安全なウェブサイトの作り方 - 1.6 CSRF(クロスサイト・リクエスト・フォージェリ) | 情報セキュリティ | IPA 独立行政法人 情報処理推進機構

サーバー側で行う対策だけでなく、補助的に cookie を利用したクライアントサイドの対策もある。(新しいフォームの実装時に CSRF 対策を忘れてしまった場合にリスクを減らせる)

cookie には SameSite という属性がある。Strict に設定すると cookie を発行したサイトからのリクエストでのみ送信される(それ以外では送信されない)。strict では Google の検索結果からアクセスする場合や、お気に入りからアクセスした最初のリクエスト時に cookie が送られないためログインされずユーザー的に不便になる。Lax では GET リクエストのみ送信するのでバランスがいい。

ちなみに、モダンなブラウザでは Lax がデフォルトで設定される。
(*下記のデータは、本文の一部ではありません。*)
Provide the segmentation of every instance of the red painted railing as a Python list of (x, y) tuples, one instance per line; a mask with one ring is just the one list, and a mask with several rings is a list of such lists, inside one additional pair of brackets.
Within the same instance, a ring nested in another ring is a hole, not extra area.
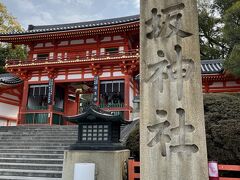
[[(135, 161), (134, 159), (130, 158), (128, 160), (128, 180), (139, 180), (140, 179), (140, 172), (136, 172), (136, 168), (140, 169), (140, 162)], [(213, 171), (212, 173), (210, 173), (210, 171), (211, 171), (210, 169)], [(223, 164), (217, 164), (216, 162), (210, 162), (209, 163), (209, 180), (240, 180), (240, 178), (219, 177), (219, 173), (218, 173), (219, 171), (240, 172), (240, 166), (238, 166), (238, 165), (223, 165)]]
[(130, 158), (128, 160), (128, 180), (140, 179), (140, 172), (136, 172), (136, 168), (140, 168), (140, 162)]
[(138, 49), (133, 49), (130, 51), (117, 51), (111, 53), (101, 53), (101, 54), (90, 54), (90, 55), (72, 55), (69, 53), (67, 57), (57, 57), (54, 59), (45, 58), (45, 59), (26, 59), (26, 60), (19, 60), (19, 59), (7, 59), (6, 66), (14, 66), (14, 65), (27, 65), (27, 64), (39, 64), (39, 63), (56, 63), (56, 62), (79, 62), (79, 61), (101, 61), (105, 59), (116, 59), (120, 57), (131, 57), (131, 56), (138, 56)]

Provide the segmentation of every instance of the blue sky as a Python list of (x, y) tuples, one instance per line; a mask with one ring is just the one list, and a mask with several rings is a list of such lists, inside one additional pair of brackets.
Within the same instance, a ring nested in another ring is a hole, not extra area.
[(0, 0), (26, 29), (29, 24), (81, 22), (139, 14), (139, 0)]

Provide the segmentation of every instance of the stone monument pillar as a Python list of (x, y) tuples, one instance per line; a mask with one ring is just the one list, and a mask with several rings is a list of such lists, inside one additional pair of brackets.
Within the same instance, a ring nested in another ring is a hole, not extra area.
[(196, 0), (141, 0), (142, 180), (207, 180)]

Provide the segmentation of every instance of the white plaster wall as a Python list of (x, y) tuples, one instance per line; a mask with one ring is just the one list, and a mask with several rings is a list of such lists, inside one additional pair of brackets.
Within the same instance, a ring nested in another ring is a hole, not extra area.
[(235, 81), (229, 81), (226, 83), (227, 86), (239, 86), (239, 84), (237, 84)]
[(223, 82), (215, 82), (210, 87), (223, 87)]
[(84, 78), (93, 78), (92, 73), (86, 73), (84, 74)]
[(64, 80), (66, 78), (65, 75), (58, 75), (58, 77), (55, 80)]
[(110, 72), (104, 72), (100, 77), (110, 77), (111, 73)]
[(81, 79), (82, 75), (81, 74), (69, 74), (68, 79)]
[(8, 126), (16, 126), (17, 122), (15, 121), (9, 121)]
[(131, 106), (131, 107), (133, 107), (133, 94), (134, 94), (134, 92), (133, 92), (133, 88), (132, 87), (130, 87), (130, 91), (129, 91), (129, 105)]
[(18, 111), (19, 111), (19, 106), (14, 106), (14, 105), (5, 104), (5, 103), (0, 102), (0, 115), (1, 116), (17, 119)]
[(121, 71), (113, 72), (113, 76), (124, 76), (124, 74)]
[(42, 76), (41, 77), (41, 81), (48, 81), (48, 80), (49, 80), (48, 76)]
[(6, 94), (6, 93), (3, 93), (2, 96), (6, 97), (6, 98), (9, 98), (9, 99), (12, 99), (12, 100), (16, 100), (16, 101), (19, 100), (17, 96), (13, 96), (13, 95)]
[(39, 80), (39, 77), (32, 77), (29, 81), (38, 81)]
[(0, 126), (6, 126), (6, 125), (7, 125), (7, 121), (0, 119)]

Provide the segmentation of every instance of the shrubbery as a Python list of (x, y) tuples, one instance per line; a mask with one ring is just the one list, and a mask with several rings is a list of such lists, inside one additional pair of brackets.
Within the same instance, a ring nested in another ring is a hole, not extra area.
[[(240, 164), (240, 94), (206, 94), (204, 111), (208, 159)], [(126, 145), (132, 156), (139, 159), (139, 126)]]

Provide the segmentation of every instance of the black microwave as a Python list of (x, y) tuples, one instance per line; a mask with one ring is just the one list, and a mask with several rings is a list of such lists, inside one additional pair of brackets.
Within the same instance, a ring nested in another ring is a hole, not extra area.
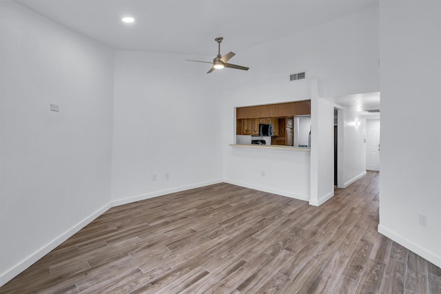
[(259, 136), (273, 136), (273, 125), (259, 124)]

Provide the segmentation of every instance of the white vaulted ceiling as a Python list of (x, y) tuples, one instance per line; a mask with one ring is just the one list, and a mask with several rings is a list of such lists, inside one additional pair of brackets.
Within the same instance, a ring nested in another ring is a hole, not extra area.
[[(270, 41), (378, 0), (14, 0), (114, 49), (212, 55)], [(121, 21), (125, 16), (134, 23)]]

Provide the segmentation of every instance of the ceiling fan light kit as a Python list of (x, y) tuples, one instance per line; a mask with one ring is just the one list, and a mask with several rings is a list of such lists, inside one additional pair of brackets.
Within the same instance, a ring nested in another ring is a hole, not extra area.
[[(221, 36), (219, 36), (214, 39), (214, 41), (218, 42), (218, 54), (213, 59), (213, 62), (212, 62), (213, 66), (212, 67), (212, 68), (210, 68), (210, 70), (207, 73), (209, 74), (210, 72), (213, 72), (214, 70), (221, 70), (224, 67), (234, 68), (236, 70), (248, 70), (249, 67), (247, 67), (241, 65), (236, 65), (235, 64), (227, 63), (227, 61), (231, 59), (232, 57), (236, 55), (236, 53), (229, 52), (229, 53), (226, 54), (223, 56), (220, 55), (220, 42), (222, 42), (222, 40), (223, 40), (223, 38)], [(185, 60), (187, 61), (195, 61), (195, 62), (202, 62), (204, 63), (212, 63), (211, 62), (201, 61), (198, 60), (189, 60), (189, 59), (185, 59)]]

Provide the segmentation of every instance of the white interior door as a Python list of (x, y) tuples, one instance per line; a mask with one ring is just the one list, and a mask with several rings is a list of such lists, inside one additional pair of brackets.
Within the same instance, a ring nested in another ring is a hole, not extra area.
[(366, 169), (380, 170), (380, 120), (366, 121)]

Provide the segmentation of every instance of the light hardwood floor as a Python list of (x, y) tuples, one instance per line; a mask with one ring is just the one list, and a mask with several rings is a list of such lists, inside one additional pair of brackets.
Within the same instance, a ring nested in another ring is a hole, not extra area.
[(218, 184), (112, 208), (0, 293), (441, 293), (377, 233), (378, 172), (320, 207)]

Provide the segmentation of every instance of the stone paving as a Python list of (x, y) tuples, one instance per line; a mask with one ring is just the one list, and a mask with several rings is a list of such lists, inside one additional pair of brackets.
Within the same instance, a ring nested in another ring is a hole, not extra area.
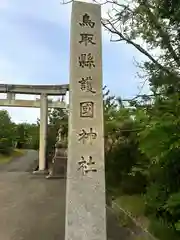
[[(30, 174), (36, 154), (0, 167), (0, 240), (64, 240), (66, 182)], [(128, 240), (109, 209), (107, 216), (108, 240)]]

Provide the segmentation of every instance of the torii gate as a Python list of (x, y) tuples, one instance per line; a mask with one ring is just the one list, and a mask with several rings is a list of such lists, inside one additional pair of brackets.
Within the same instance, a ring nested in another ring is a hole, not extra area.
[[(67, 108), (64, 96), (69, 85), (17, 85), (0, 84), (0, 93), (6, 94), (6, 99), (0, 99), (0, 106), (40, 108), (40, 138), (39, 138), (39, 172), (46, 167), (46, 139), (48, 125), (48, 108)], [(19, 100), (16, 94), (40, 95), (36, 100)], [(61, 96), (59, 101), (49, 101), (48, 96)]]

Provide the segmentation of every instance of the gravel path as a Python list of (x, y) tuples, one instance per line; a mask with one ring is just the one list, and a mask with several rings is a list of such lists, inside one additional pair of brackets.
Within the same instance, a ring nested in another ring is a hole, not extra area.
[[(65, 185), (28, 171), (37, 152), (0, 167), (0, 240), (64, 240)], [(108, 240), (128, 240), (107, 209)], [(102, 239), (103, 240), (103, 239)]]

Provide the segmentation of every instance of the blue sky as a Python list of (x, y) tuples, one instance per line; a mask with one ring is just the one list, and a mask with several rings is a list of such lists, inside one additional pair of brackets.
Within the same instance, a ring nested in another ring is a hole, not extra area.
[[(0, 83), (68, 83), (70, 15), (71, 4), (60, 0), (0, 0)], [(134, 58), (143, 56), (125, 43), (110, 42), (103, 30), (103, 83), (112, 94), (129, 98), (138, 93), (142, 80)], [(8, 111), (16, 122), (39, 117), (39, 109)]]

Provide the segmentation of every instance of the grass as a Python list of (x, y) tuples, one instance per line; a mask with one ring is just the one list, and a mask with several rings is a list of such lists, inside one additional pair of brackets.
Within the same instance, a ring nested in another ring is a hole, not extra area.
[(0, 164), (8, 163), (13, 158), (21, 157), (24, 154), (25, 154), (25, 150), (23, 150), (23, 149), (14, 149), (13, 152), (11, 153), (11, 155), (9, 155), (9, 156), (5, 156), (5, 155), (0, 154)]
[(141, 195), (120, 196), (115, 202), (125, 211), (129, 212), (143, 228), (148, 229), (149, 220), (144, 216), (145, 205)]

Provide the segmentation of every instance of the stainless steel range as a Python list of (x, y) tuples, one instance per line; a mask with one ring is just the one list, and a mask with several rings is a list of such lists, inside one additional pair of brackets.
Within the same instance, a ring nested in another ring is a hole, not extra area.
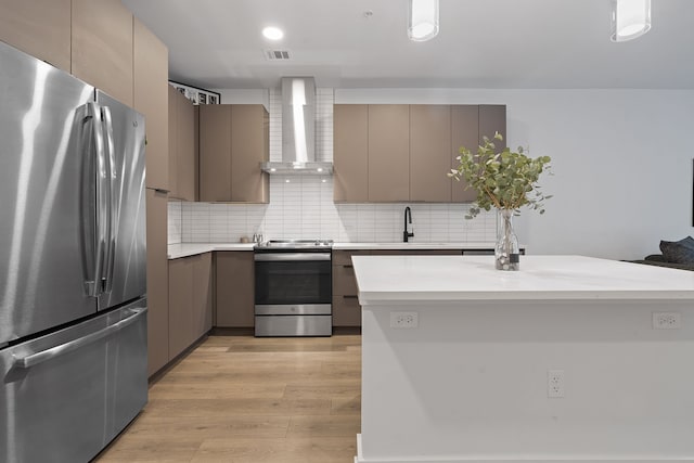
[(256, 245), (256, 336), (332, 335), (332, 246), (330, 240)]

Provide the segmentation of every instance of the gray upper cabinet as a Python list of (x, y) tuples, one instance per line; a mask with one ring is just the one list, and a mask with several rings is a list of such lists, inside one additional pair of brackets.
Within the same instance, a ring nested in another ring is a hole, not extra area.
[(506, 105), (505, 104), (480, 104), (479, 105), (479, 143), (483, 137), (494, 136), (499, 132), (503, 136), (503, 142), (494, 142), (497, 150), (506, 147)]
[[(458, 167), (457, 157), (460, 156), (461, 146), (465, 146), (473, 153), (477, 151), (479, 143), (479, 106), (476, 104), (451, 106), (451, 168)], [(451, 201), (453, 203), (470, 203), (475, 201), (474, 190), (465, 190), (465, 181), (451, 181)]]
[(195, 107), (171, 86), (168, 86), (168, 95), (169, 197), (196, 201)]
[(133, 106), (132, 13), (119, 0), (73, 0), (73, 75)]
[(168, 75), (166, 46), (134, 20), (134, 108), (145, 117), (146, 185), (169, 190)]
[[(447, 177), (461, 146), (505, 138), (505, 105), (336, 104), (336, 203), (470, 203), (463, 181)], [(505, 147), (505, 141), (497, 143)]]
[(451, 202), (451, 106), (410, 105), (410, 201)]
[(0, 0), (0, 40), (70, 72), (72, 0)]
[(369, 201), (369, 106), (336, 104), (333, 108), (333, 201)]
[(200, 108), (200, 200), (231, 200), (231, 105)]
[(200, 106), (200, 201), (267, 203), (269, 115), (260, 104)]
[(410, 201), (410, 106), (369, 105), (369, 201)]

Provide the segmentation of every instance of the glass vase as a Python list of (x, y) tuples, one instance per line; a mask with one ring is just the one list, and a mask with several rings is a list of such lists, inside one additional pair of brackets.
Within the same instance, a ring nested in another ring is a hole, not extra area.
[(520, 248), (513, 229), (513, 210), (498, 210), (494, 265), (497, 270), (520, 270)]

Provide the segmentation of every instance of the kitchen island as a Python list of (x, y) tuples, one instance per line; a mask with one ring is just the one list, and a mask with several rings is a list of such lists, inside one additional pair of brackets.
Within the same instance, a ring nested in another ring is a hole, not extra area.
[[(356, 256), (356, 462), (694, 461), (694, 272)], [(400, 326), (394, 326), (400, 325)]]

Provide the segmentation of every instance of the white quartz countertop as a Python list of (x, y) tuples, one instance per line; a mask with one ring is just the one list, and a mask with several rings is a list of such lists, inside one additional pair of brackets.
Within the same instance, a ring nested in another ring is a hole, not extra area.
[(333, 250), (356, 249), (493, 249), (494, 243), (334, 243)]
[(519, 271), (492, 256), (355, 256), (359, 301), (693, 299), (694, 272), (583, 256), (522, 256)]
[(253, 243), (179, 243), (168, 245), (168, 258), (195, 256), (213, 250), (253, 250)]
[[(254, 243), (179, 243), (168, 245), (168, 258), (194, 256), (213, 250), (253, 250)], [(356, 249), (493, 249), (493, 243), (334, 243), (334, 250)]]

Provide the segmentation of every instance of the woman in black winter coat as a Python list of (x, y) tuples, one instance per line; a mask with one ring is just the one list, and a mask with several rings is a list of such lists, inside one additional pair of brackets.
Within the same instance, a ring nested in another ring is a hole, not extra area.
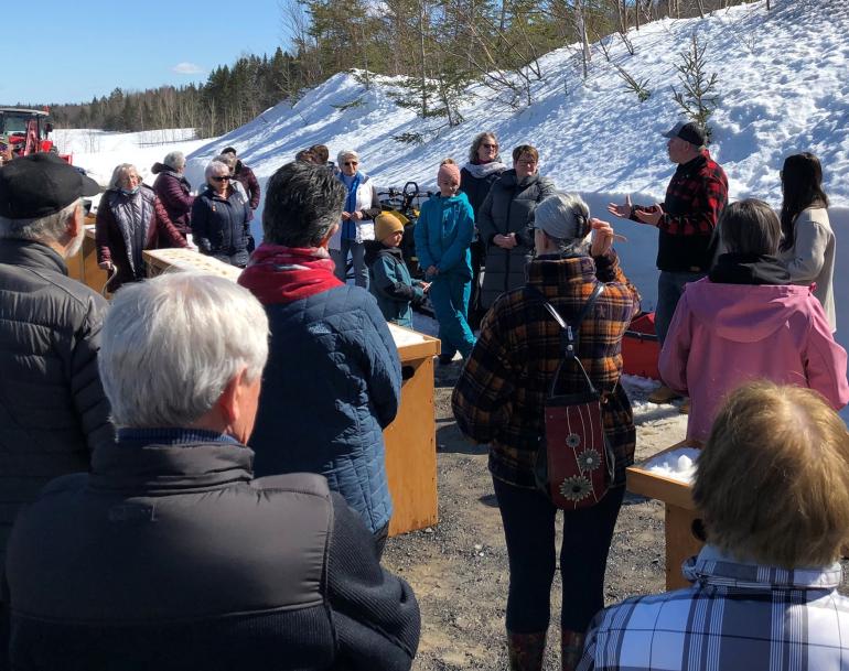
[[(469, 163), (460, 171), (460, 191), (469, 198), (477, 221), (477, 210), (483, 205), (492, 185), (501, 174), (507, 170), (498, 155), (498, 139), (495, 133), (482, 132), (474, 137), (469, 149)], [(475, 227), (476, 228), (476, 227)], [(469, 324), (476, 328), (481, 324), (484, 313), (481, 306), (481, 267), (484, 263), (486, 247), (475, 230), (475, 239), (472, 241), (472, 295), (469, 300)]]
[(513, 167), (492, 185), (476, 214), (486, 247), (481, 305), (488, 310), (502, 293), (525, 284), (525, 267), (534, 252), (530, 230), (536, 206), (555, 193), (555, 185), (537, 172), (539, 152), (529, 144), (513, 150)]
[(230, 184), (230, 169), (213, 161), (206, 166), (206, 191), (192, 205), (192, 237), (201, 250), (219, 261), (248, 264), (250, 205)]

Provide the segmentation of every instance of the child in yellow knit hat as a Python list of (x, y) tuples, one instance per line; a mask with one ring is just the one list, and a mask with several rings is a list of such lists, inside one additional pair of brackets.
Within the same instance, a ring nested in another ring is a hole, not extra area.
[(375, 239), (365, 242), (368, 291), (387, 322), (412, 328), (412, 305), (421, 304), (430, 284), (410, 277), (400, 248), (402, 239), (404, 224), (398, 217), (388, 212), (377, 215)]

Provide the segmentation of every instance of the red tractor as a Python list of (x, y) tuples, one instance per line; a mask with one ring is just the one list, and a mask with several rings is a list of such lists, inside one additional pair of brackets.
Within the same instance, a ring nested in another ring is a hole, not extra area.
[[(9, 139), (9, 147), (15, 156), (28, 156), (40, 151), (57, 152), (53, 140), (47, 136), (53, 125), (47, 121), (47, 112), (37, 109), (0, 107), (0, 136)], [(68, 163), (71, 154), (60, 154)]]

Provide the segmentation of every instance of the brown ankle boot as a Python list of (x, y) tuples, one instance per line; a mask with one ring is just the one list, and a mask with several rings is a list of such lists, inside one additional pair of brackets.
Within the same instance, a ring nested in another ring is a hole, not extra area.
[(560, 636), (560, 668), (562, 671), (574, 671), (583, 656), (583, 641), (587, 635), (583, 631), (562, 629)]
[(507, 656), (511, 671), (542, 671), (546, 632), (514, 634), (507, 631)]

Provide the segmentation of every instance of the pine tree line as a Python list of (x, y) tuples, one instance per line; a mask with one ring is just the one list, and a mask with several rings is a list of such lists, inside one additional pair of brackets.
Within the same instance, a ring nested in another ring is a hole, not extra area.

ただし、SSO 時などの認証フロー上で cookie 送信が必要になるケースがあるようで Chrome では cookie 発効後 2分間は設定されない。( Google Developers Japan: 2020 年 2 月の SameSite Cookie の変更: 知っておくべきこと

ただし、すべてのブラウザでデフォルトが Lax に設定されているわけではないので、明示的に設定するのが安全である。(MDN 情報では Firefox, Safari はデフォルトで設定しないらしい)

繰り返しになるがブラウザに依存した対策であり、クライアントの環境によっては使えないことがあり得る。さらに、session token を必要としない処理に関しては対策とならない(例えば匿名掲示板に爆破予告を書き込ませる)。そのため補助的に使うのが良さそう。